SketchDNN: Joint Continuous-Discrete Diffusion for CAD Sketch Generation

Published in International Conference on Machine Learning (ICML), 2025

SketchDNN is a generative model for synthesizing CAD sketches that jointly models both continuous parameters and discrete class labels through a unified continuous-discrete diffusion process. The core innovation is Gaussian-Softmax diffusion, where logits perturbed with Gaussian noise are projected onto the probability simplex via a softmax transformation, facilitating blended class modeling for high-fidelity CAD sketch generation.

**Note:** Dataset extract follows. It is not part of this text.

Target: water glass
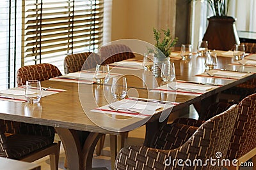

[ICML 2025 Poster by Sathvik](/images/SketchDNN%20Poster%20(2).pdf) Examples of the diffusion process-- random primitives are shown on the left, evolving towards realistic 2D CAD drawing exames on the right

Main Points

  • Mixing categorical (e.g. primitive type) with continuous (position, shape) information is hard, we present a novel solution.
  • Without care, categories do not evolve at the right speed, preventing realistic diffusion results.
  • We use a novel and simple representation that actually works to mix categorical and continuous variables
  • We had to use a different noise sechedule and a slightly modified inference process
  • Contrast this with autoregressive approached – diffusion works in many passes, allowing it to respect the many symmetries and alignments (tangent features, points that should conincide).

Recommended citation: Sathvik Chereddy, John Femiani, "SketchDNN: Joint Continuous-Discrete Diffusion for CAD Sketch Generation." International Conference on Machine Learning (ICML), 2025.